Session Model

Why a session model

BUA is an internal tool. Sessions are bookkeeping for debugger-attach lifecycle + audit, not consent tokens. There is no TTL, no approval step, no “Trust this site” flow. A session exists on a tab from the moment the agent first acts there, and ends when the lifecycle says so (tab closed, user idle, user-stopped, blocklisted).

The extension still enforces one hard boundary: a domain blocklist, checked before every action. Everything else is recorded (audit log) but not gated.

Session shape

interface ActiveSession {
  tabId: number; // primary key
  domain: string; // current domain (updated silently on navigation)
  startedAt: number; // epoch ms of creation
  lastActionAt: number; // epoch ms of most recent action dispatch
  actionCount: number;
}

Persisted in chrome.storage.local under activeSessions. Writes are serialized via an in-memory promise chain (withSessionWriteLock) — chrome.storage.local has no CAS, so concurrent mutations would clobber each other without the lock.

Session identity

Sessions are keyed by tabId, not by domain. A single domain can host multiple concurrent sessions when the site is open on more than one tab. This is intentional: it lets the agent work on its own isolated tab (in the BUA window) while the user continues browsing the same domain on their own tab.

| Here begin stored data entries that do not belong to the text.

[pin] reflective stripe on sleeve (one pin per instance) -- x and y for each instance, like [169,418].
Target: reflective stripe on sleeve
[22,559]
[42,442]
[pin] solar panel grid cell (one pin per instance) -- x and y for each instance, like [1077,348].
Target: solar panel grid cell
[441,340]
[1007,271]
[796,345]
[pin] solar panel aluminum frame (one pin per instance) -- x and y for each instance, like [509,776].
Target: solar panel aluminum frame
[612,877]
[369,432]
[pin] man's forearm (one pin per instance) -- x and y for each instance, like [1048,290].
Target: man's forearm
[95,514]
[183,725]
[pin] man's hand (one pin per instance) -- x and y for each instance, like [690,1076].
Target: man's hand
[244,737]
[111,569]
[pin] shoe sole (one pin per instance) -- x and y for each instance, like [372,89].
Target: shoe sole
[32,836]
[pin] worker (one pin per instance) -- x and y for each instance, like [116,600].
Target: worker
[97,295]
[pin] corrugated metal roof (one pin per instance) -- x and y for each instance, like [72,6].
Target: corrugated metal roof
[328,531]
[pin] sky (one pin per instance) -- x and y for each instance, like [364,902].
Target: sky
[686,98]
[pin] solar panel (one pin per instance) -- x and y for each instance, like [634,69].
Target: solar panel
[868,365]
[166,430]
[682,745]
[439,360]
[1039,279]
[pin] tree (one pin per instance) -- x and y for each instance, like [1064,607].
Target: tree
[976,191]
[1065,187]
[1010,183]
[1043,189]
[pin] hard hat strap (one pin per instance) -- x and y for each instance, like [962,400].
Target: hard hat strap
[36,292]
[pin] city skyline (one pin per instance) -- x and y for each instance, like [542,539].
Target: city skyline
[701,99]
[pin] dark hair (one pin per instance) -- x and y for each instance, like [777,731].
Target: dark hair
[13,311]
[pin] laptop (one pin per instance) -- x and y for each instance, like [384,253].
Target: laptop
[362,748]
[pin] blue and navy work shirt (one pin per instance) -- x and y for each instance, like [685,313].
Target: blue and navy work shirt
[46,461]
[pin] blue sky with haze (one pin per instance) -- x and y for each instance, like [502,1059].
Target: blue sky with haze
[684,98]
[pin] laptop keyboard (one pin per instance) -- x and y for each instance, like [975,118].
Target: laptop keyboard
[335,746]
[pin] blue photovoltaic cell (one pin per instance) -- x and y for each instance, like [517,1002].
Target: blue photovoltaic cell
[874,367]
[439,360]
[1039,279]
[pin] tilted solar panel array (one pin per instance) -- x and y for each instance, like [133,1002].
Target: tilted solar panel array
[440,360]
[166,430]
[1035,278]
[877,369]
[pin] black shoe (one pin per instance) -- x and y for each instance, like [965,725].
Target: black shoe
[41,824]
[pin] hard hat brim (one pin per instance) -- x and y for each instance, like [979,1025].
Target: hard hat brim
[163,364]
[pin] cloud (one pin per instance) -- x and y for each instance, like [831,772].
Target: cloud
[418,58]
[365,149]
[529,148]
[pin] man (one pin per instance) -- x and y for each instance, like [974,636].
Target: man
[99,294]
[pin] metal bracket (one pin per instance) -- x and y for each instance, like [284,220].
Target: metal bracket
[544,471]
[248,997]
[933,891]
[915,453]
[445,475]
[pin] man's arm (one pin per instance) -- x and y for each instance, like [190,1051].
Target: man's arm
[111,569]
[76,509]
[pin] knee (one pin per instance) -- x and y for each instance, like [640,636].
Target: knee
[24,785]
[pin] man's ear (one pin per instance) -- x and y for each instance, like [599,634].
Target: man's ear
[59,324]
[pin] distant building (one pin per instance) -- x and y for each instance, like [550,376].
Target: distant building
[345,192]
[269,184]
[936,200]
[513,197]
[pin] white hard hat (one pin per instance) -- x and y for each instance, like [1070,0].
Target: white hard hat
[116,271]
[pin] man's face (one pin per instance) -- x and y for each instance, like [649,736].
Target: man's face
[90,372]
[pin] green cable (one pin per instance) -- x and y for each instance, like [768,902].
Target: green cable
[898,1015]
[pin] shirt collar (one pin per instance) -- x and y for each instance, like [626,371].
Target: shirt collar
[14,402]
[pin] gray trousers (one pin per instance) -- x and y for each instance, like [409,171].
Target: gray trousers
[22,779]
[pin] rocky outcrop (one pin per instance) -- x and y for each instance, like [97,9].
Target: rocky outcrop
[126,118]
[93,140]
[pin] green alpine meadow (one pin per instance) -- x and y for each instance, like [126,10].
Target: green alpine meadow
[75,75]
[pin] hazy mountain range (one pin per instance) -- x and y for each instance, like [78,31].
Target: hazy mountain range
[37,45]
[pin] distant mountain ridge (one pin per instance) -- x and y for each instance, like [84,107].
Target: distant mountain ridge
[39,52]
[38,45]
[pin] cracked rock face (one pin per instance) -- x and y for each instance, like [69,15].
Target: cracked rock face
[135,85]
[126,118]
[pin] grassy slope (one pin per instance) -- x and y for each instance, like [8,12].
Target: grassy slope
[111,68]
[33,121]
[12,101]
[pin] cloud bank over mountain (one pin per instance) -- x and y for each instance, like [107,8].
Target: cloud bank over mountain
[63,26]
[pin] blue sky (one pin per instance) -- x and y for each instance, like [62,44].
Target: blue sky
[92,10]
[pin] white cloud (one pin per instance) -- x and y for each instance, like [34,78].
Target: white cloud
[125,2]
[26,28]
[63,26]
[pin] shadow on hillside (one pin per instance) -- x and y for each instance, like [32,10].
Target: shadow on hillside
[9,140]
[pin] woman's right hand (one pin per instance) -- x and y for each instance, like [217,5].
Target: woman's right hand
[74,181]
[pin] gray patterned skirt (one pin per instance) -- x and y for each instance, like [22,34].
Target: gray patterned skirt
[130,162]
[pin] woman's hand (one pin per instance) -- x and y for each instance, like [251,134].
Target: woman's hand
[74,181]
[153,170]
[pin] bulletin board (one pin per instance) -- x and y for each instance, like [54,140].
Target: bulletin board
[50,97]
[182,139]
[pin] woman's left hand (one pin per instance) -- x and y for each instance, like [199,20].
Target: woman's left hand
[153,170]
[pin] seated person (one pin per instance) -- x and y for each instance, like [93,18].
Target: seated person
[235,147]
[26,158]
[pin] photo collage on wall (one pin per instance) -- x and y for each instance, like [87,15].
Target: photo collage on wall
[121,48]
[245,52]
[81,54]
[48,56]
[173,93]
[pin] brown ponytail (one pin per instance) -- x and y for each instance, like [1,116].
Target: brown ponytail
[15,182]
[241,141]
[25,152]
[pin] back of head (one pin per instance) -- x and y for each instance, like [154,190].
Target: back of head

CDP commands target a specific tabId, so actions on one session never bleed into the other. The popup lists every active session with its tabId so the user can stop one without affecting siblings on the same domain.

Disambiguation when the agent omits `tabId`

Most actions (click, type, extract, …) accept an optional tabId. If it’s omitted, the extension picks in this order:

Any BUA-owned session (the agent’s own tabs are always safe targets).
A user-owned session only if it’s the one and only candidate.
Otherwise, fails with session_not_found listing the candidates so the agent retries with an explicit tabId.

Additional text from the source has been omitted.